Registered: Jun 2002
Posts: 105

Quoting ChristopherJam

...But can I ask what pulse lengths you were using? 00/01/10/11 will always minimise the count of pulses you output, but I wouldn’t expect it to minimise the total recording length unless your four pulse lengths are quite similar to each other.

I have used 1 pulse + 1 to 4 gaps of equal size, so 2...5 overall length.

For the random test data:

00 207
01 232
10 239
11 202
=>1800 Bits, length 3156 pulses+gaps.
If all appeared 225 times, length would be 3150.

1 365
00 297
01 311
111 73
=>1800 Buts, length 3230.

The arithmetic distribution would be best at 39%, 26%, 19%, 16%, but I don't get the idea how to find a nice Huffmann for that.

2018-12-17 22:17

ChristopherJam

Registered: Aug 2004
Posts: 1409

oh!

Um, that's not a huffman code. (you can't tell from the bits read so far whether you've finished the current codeword or not)
Try
0
10
110
111

Algorithm is to combine the two smallest probability items into a tree node that has the two items as children, and replace the children in your list of things to process with the parent. (Have a look at the function huffman_encode in compare_encodings.py linked above - I lifted it from rosettacode,org )

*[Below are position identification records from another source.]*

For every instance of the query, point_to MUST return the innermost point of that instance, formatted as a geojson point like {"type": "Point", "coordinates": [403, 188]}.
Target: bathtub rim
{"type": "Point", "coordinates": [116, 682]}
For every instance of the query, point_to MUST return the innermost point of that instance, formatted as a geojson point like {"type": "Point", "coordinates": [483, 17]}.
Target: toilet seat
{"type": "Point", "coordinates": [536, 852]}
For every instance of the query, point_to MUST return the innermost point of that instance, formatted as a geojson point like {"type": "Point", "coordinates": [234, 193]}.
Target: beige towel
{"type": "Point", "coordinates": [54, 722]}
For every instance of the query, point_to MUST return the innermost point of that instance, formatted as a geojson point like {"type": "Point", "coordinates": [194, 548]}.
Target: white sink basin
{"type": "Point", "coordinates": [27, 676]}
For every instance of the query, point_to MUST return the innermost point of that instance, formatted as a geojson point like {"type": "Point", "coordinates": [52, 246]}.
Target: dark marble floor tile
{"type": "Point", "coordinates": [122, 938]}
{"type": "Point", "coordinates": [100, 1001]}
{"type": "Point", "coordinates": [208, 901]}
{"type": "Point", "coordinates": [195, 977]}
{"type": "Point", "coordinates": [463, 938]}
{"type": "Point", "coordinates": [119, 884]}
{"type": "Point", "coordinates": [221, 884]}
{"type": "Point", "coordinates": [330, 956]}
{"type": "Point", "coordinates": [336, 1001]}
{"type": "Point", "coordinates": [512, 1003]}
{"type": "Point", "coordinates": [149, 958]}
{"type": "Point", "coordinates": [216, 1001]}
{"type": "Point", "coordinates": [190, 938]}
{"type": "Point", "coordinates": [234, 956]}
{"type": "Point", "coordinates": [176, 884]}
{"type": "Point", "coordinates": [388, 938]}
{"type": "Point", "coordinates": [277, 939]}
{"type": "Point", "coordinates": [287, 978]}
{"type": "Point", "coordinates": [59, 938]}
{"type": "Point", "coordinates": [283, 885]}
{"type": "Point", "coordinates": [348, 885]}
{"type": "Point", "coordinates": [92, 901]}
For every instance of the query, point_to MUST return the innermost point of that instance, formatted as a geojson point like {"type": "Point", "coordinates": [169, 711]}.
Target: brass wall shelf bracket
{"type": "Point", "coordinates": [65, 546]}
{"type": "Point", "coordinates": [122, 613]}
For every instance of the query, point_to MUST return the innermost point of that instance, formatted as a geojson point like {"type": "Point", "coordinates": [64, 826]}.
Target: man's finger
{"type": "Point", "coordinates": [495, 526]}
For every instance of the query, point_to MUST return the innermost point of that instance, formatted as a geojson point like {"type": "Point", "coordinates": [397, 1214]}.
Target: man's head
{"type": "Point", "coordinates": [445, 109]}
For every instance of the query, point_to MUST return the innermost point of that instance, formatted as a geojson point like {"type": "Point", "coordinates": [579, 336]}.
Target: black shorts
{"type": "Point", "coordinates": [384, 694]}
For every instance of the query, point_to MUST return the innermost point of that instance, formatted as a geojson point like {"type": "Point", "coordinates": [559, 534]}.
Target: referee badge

Naming the codes for the four pulse lengths A B C & D
codes C and D combine first, so whether you get a flat code (two bits each) or not depends on whether the next combine step joins code B with {parent of C & D} or with code A

If the gap is more than around 28% of the minimum pulse length, the likelyhood of C or D is less than the likelyhood of A, so an unbalanced tree is generated.

spacing of (100+ 100*n)
+----------------+-----------------+--------------+
| Pulse duration | arithmetic code | huffman code |
+----------------+-----------------+--------------+
| 100 cycles     | 0.51879         | 1            |
| 200 cycles     | 0.26914         | 01           |
| 300 cycles     | 0.13963         | 001          |
| 400 cycles     | 0.07244         | 000          |
+----------------+-----------------+--------------+
mean cycles per bit, arithmetic code = 105.6
mean cycles per bit,    huffman code = 107.1

spacing of (100+  28*n)
+----------------+-----------------+--------------+
| Pulse duration | arithmetic code | huffman code |
+----------------+-----------------+--------------+
| 100 cycles     | 0.36380         | 0            |
| 128 cycles     | 0.27410         | 10           |
| 156 cycles     | 0.20651         | 111          |
| 184 cycles     | 0.15559         | 110          |
+----------------+-----------------+--------------+
mean cycles per bit, arithmetic code =  68.6
mean cycles per bit,    huffman code =  71.1

spacing of (100+  27*n)
+----------------+-----------------+--------------+
| Pulse duration | arithmetic code | huffman code |
+----------------+-----------------+--------------+
| 100 cycles     | 0.36057         | 11           |
| 127 cycles     | 0.27376         | 10           |
| 154 cycles     | 0.20785         | 01           |
| 181 cycles     | 0.15781         | 00           |
+----------------+-----------------+--------------+
mean cycles per bit, arithmetic code =  68.0
mean cycles per bit,    huffman code =  70.2

2018-12-17 23:07

Hoogo

Registered: Jun 2002
Posts: 105

Got it! Soo obvious now :)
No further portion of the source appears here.